Steven Littlehale

I rinse out my used plastic bags.  Maybe not all the time, but often …

Over the weekend, when I found myself carefully examining my Ziploc, it seemed a quick rinse and an inside-out rest on my drying rack would return it to a usable state.

It’s not that I’m all that “green.” I do love our Mother Earth, but that wasn’t driving my behavior.

Growing up at the apron strings of my grandma taught me many lessons. She represented the very special generation (“The Greatest Generation”) that encompassed the immigrant experience, the Depression, the world wars and the huge cultural shifts of the 20th Century.

For Grandma, these experiences, and the values that they instilled, were best represented by the vast reservoir of used aluminum foil and rinsed-out plastic bags that she always had at the ready. Grandma died 13 years ago in the same excellent nursing home where I began my career as a nurse assistant. Her memory remains a blessing.

However, there’s a very different kind of grandma living in our nursing homes today. In 2016, the average age of our long-stay residents was 83 years.  But the “New Grandma” was born as the Great Depression ended. In many instances, she was first generation American, born to immigrants who made their way to our nation in the decades prior. They were filled with the classic American values of patriotism, deference to authority, trust in society’s structures and institutions, and conformity to the mores of one’s community.

New Grandma came of age during World War II, and her peers are referred to by some as the “Silent Generation,” sandwiched between the “Greatest Generation” and their children, the “Baby Boomers.”

New Grandma gave birth to the Baby Boomers between 1946 and 1964. Well done, New Grandma! Baby Boomers experienced a time of prosperity and the absence of the international conflict of world wars.

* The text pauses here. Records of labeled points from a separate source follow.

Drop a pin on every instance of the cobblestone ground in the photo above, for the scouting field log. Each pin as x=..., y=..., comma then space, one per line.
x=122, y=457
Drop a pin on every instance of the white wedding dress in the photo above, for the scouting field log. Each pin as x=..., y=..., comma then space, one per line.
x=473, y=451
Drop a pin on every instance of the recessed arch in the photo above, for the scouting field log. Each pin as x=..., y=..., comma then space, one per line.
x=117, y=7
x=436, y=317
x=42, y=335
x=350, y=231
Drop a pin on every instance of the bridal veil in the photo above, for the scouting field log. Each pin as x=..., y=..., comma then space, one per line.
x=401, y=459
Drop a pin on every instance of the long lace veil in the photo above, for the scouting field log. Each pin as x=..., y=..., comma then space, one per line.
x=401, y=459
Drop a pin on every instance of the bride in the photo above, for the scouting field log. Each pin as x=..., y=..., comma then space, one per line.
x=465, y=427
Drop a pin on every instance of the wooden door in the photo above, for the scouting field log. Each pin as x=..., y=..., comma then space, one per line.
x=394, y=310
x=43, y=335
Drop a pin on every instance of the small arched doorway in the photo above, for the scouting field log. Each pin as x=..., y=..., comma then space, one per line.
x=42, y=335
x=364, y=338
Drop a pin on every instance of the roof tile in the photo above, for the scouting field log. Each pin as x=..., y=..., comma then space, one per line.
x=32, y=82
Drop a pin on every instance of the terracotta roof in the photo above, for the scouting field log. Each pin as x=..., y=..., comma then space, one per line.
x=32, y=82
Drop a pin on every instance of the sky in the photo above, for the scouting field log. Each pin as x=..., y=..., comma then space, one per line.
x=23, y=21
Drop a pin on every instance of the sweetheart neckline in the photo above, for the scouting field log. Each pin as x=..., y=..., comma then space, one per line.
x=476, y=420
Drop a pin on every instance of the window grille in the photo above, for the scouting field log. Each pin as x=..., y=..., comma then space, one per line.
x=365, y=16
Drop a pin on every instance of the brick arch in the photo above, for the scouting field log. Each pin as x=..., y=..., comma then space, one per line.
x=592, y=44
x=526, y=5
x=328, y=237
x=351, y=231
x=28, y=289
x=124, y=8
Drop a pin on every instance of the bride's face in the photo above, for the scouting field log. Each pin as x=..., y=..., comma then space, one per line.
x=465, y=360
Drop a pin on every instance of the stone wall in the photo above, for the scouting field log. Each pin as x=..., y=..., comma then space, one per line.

They protested the war in Vietnam and, unlike their parents and grandparents, they became great consumers.

They lived through the assassination of President John F. Kennedy and Martin Luther King Jr., landed a man on the moon. They have transformed America by demonstrating and marching in the ever-broadening struggle for equality — in the civil rights, feminist, and gay liberation movements. These same Baby Boomers have been systematically studying, advocating and creating a tsunami of change in our nursing homes. 

Perhaps in an effort to improve the quality of our nursing homes for New Grandma (their Mom), and (however subconsciously) to ready the system for themselves, they have ultimately made us better caregivers to our elders.

Since OBRA ’87 they have tirelessly worked to improve the standards and care in U.S. nursing homes. They have leveraged the pioneering work of American psychologist Carl Rogers’ “humanistic approach” and, later, Dr. Bill Thomas’ Eden Alternative. They expressed their views of person-centered care, advocating a complete culture change, as embodied in the mission of the Pioneer Movement.  

These efforts of the Baby Boomers have made their way into the federal government’s Requirements of Participation. Person-centered care planning requires that New Grandma and/or her Baby Boomer offspring be active partners and advocates in care planning, discharge care plans, goal setting, etc. So many of you were already meeting and even exceeding these requirements, and simply needed to make certain the finer details and required mechanics were in place.

Even though Phase 2 requirements must be in place by the end of November 2017, many of you have already been fulfilling them — because you are either the very Baby Boomers instigating this change, or you have been listening carefully to your clients’ families who are demanding these higher standards.

As a member of Generation X, otherwise known as “Baby Bust” due to our dramatically lower birth rate compared to my parents, I’m both grateful and frightened. The gratitude comes from knowing that aging services will be profoundly better as a result of the Baby Boomer-inspired reforms. Since they are themselves now on the verge of entering the eldercare system in unprecedented numbers, new rules of participation are only a hint of what’s to come.

The fear I have is twofold: 1) the very real crisis that will emerge when we realize that our industry will not have the personnel needed to care for these “Newest Grandmas”… and, more personally, 2) the question “Who is going to care for me?”

Please don’t tell me Gen X and the Millennials!

Until we have clarity on these critical questions, I’ll continue to rinse out my plastic bags and otherwise save my money for my later life care.

Steven Littlehale is a gerontological clinical nurse specialist, and executive vice president and chief clinical officer at PointRight Inc.